You're right - except here's page 1 of Google's "Obama 57 states":
So what you're saying is, 'let the right milk it with Democrats, but not the other way'.
Oh, and here's Page 25 - yes, 25:
Note, the top entry is... a comment defending, you guessed, Sarah Palin from a gaffe last month, by citing the years-old Obama 57 states gaffe.
That time, she was talking about her 'party like it's 1773' gaffe about the revolution.
At some point of degree and a pattern, the politician moves from 'gaffe' to 'Quayle'.
Do her next 100 gaffes - next 1000 - all get to play the '57 states' card?
Let's be fair, these stories tend to get more attention when they fit a narrative - rightly or wrongly, sometimes they're manufactured and false (e.g., Gore the big liar).

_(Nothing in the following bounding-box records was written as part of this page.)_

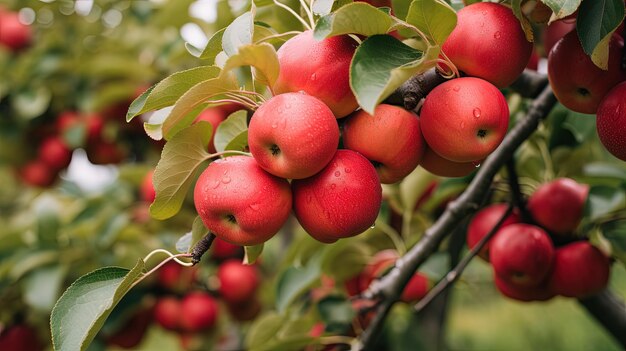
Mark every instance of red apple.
[217,260,260,303]
[420,77,509,162]
[291,150,382,243]
[180,291,219,332]
[194,156,292,246]
[248,93,339,179]
[596,82,626,161]
[489,223,554,286]
[274,30,358,118]
[550,241,611,297]
[466,204,521,262]
[548,31,626,114]
[343,104,425,184]
[528,178,589,235]
[39,136,72,170]
[442,2,533,88]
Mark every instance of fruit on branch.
[548,31,626,114]
[0,12,33,51]
[343,104,425,184]
[489,223,554,286]
[528,178,589,235]
[466,204,521,262]
[420,77,509,162]
[442,2,533,88]
[420,147,480,177]
[274,30,358,118]
[193,156,292,246]
[248,93,339,179]
[217,259,261,303]
[291,150,382,243]
[596,82,626,161]
[550,241,611,297]
[180,291,219,332]
[39,136,72,170]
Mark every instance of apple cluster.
[467,178,610,301]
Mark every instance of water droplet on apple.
[473,107,481,118]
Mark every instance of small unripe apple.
[343,104,426,184]
[442,2,533,88]
[193,156,292,246]
[550,241,611,297]
[420,147,480,177]
[420,77,509,162]
[39,136,72,170]
[548,31,626,114]
[528,178,589,235]
[489,223,554,286]
[217,260,260,303]
[248,93,339,179]
[466,204,521,262]
[596,82,626,161]
[291,150,382,243]
[274,30,358,118]
[180,291,219,332]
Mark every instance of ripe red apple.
[274,30,358,118]
[291,150,382,243]
[596,82,626,161]
[489,223,554,286]
[550,241,611,297]
[39,136,72,170]
[343,104,426,184]
[466,204,521,262]
[420,77,509,162]
[420,147,480,177]
[442,2,533,88]
[528,178,589,235]
[154,296,182,330]
[180,291,219,332]
[0,12,33,51]
[217,260,260,303]
[248,93,339,179]
[548,31,626,114]
[194,156,292,246]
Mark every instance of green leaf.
[350,35,439,114]
[213,111,248,152]
[150,122,212,219]
[50,260,144,351]
[243,244,264,264]
[126,66,221,122]
[576,0,624,70]
[406,0,456,45]
[585,185,626,221]
[276,254,322,313]
[223,43,279,88]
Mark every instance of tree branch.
[358,74,556,350]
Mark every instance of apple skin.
[549,241,611,298]
[217,260,261,303]
[194,156,292,246]
[420,77,509,162]
[0,12,33,52]
[548,31,626,114]
[274,30,358,118]
[248,93,339,179]
[466,204,522,262]
[343,104,426,184]
[528,178,589,235]
[489,223,554,286]
[442,2,533,88]
[180,291,219,332]
[291,150,382,243]
[596,82,626,161]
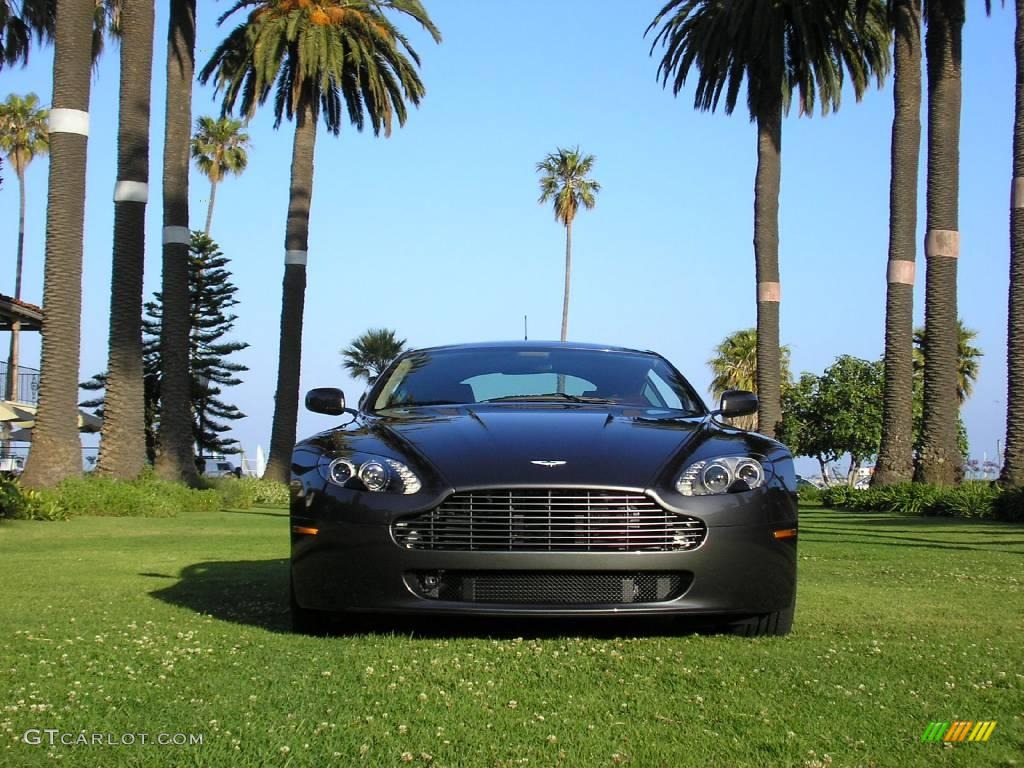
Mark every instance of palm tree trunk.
[4,168,25,400]
[558,219,572,344]
[204,181,217,238]
[96,0,154,479]
[754,103,782,436]
[157,0,199,484]
[871,0,922,485]
[14,167,25,299]
[263,98,317,482]
[1000,0,1024,487]
[914,2,964,485]
[24,0,95,487]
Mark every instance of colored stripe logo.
[921,720,995,741]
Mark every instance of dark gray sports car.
[291,342,797,635]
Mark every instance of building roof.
[0,294,43,331]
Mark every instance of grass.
[0,508,1024,768]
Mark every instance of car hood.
[372,404,705,489]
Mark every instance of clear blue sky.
[0,0,1014,473]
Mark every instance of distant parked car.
[291,342,797,635]
[200,459,242,477]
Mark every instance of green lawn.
[0,509,1024,768]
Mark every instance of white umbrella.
[0,400,103,439]
[256,443,266,477]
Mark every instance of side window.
[643,371,683,410]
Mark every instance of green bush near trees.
[820,482,1024,522]
[0,473,288,520]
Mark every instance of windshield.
[371,346,703,414]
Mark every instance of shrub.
[0,478,68,520]
[204,477,254,509]
[797,485,821,507]
[821,482,1011,520]
[239,477,290,507]
[992,488,1024,522]
[925,482,999,518]
[55,473,221,517]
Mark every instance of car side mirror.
[716,389,758,419]
[306,387,346,416]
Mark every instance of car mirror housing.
[718,389,758,419]
[306,387,346,416]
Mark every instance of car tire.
[288,579,330,636]
[725,605,796,637]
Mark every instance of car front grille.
[409,570,693,605]
[391,488,708,552]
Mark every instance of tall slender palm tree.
[914,0,991,485]
[200,0,440,480]
[0,93,50,400]
[341,328,409,384]
[708,328,793,430]
[537,146,601,341]
[1000,0,1024,487]
[913,321,984,408]
[24,0,93,487]
[96,0,154,479]
[157,0,199,484]
[0,0,56,70]
[871,0,922,485]
[647,0,890,435]
[191,117,249,238]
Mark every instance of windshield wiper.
[480,392,615,404]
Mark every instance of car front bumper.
[291,488,797,616]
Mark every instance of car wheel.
[288,580,330,635]
[725,605,795,637]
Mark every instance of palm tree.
[537,146,601,341]
[0,93,50,400]
[200,0,440,480]
[24,0,93,487]
[999,0,1024,487]
[341,328,409,384]
[914,0,991,485]
[871,0,922,485]
[96,0,154,479]
[0,0,56,70]
[647,0,889,435]
[157,0,199,484]
[191,117,249,238]
[708,328,793,430]
[913,321,984,410]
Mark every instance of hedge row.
[817,482,1024,521]
[0,473,288,520]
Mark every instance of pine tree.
[80,231,249,462]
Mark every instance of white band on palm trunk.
[887,259,918,286]
[758,283,782,304]
[49,110,89,136]
[114,181,150,203]
[925,229,959,259]
[164,226,191,246]
[1010,176,1024,208]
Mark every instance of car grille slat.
[409,570,693,605]
[392,488,708,552]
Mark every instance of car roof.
[413,340,657,354]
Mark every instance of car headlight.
[317,454,423,494]
[676,456,768,496]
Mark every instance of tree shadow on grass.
[148,559,741,639]
[140,558,290,632]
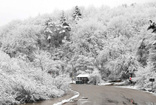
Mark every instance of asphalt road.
[64,84,156,105]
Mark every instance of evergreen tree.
[60,11,66,24]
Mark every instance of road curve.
[64,84,156,105]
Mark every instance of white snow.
[53,90,80,105]
[77,74,90,77]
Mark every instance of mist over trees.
[0,3,156,103]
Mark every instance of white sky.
[0,0,155,26]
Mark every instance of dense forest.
[0,3,156,105]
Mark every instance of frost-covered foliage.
[0,51,70,104]
[0,3,156,102]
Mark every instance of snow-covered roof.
[76,74,90,77]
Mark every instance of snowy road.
[63,85,156,105]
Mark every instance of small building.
[76,74,90,84]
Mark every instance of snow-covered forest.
[0,3,156,104]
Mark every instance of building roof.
[76,74,90,77]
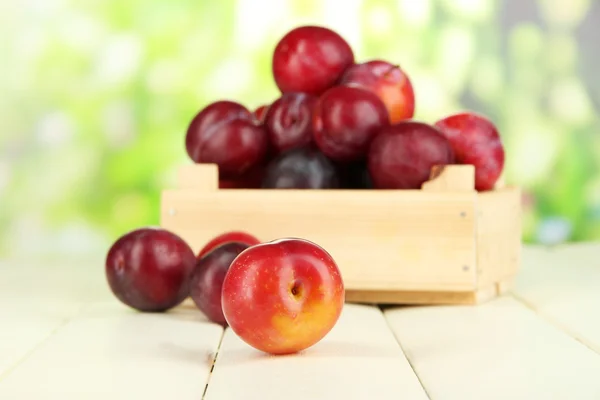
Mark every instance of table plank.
[513,243,600,354]
[0,301,223,400]
[206,304,427,400]
[0,260,111,380]
[385,297,600,400]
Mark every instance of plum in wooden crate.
[160,164,521,304]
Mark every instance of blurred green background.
[0,0,600,256]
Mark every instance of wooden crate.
[160,164,521,304]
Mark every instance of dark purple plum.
[368,121,454,189]
[262,146,340,189]
[313,86,390,162]
[190,242,250,326]
[264,93,317,153]
[185,100,269,178]
[105,227,196,312]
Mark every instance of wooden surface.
[160,164,521,304]
[0,244,600,400]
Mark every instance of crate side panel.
[477,188,521,287]
[161,190,476,290]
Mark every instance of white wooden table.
[0,244,600,400]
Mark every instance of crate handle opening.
[421,164,475,192]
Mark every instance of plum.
[368,121,454,189]
[272,25,354,96]
[435,112,504,191]
[264,93,317,153]
[340,60,415,124]
[185,100,268,178]
[313,86,390,162]
[262,146,340,189]
[105,227,196,312]
[190,242,250,325]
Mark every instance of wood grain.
[0,302,222,400]
[513,243,600,354]
[385,297,600,400]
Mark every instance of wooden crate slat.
[161,190,476,290]
[0,302,223,400]
[476,187,521,287]
[385,297,600,400]
[206,305,427,400]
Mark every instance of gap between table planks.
[513,243,600,354]
[0,302,223,400]
[205,304,428,400]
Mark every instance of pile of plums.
[185,26,504,191]
[105,227,345,354]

When something fits that, people notice it. If Michelle Obama says *anything* about not loving her country, it'll get grabbed a lot more than without that story's history.
Palin has a pattern and a history after many gaffes that make it of more interests as she continues to make more, just as Dan Quayle did.
I used to make a comment like you did about Quayle, defending him that there was unfairness, until he made more and more that were bad enough to decide it was fair.
Palin has demonstrated such a contempt for a leader being informed, a contempt for voters with answers like her being qualified on foreign policy because she can see a Russian plane fly over, just proudly wearing the badge of ignorance, that it is fair to attack her for it IMO, rather than treat her as a likely presidential candidate, holding her to some standard, when polls show she is a leading contender and ignorance isn't as funny when the President does it.
There is a filtering process thousands of would-be nominees go through that informally sorts the wheat from the chaff - sometimes - and stories like this, when real, help.
(And stories that aren't real, like Al Gore saying he invented the internet, are not usually helpful to the truth or to our country).
I agree with you, though, gaffe stories like this are over-hyped and this is the least of the reason for concern with Palin.
One of the most famous, though, was when President Ford in a presidential debate called Poland a free country. You can't think he was that ignorant, but it hurt.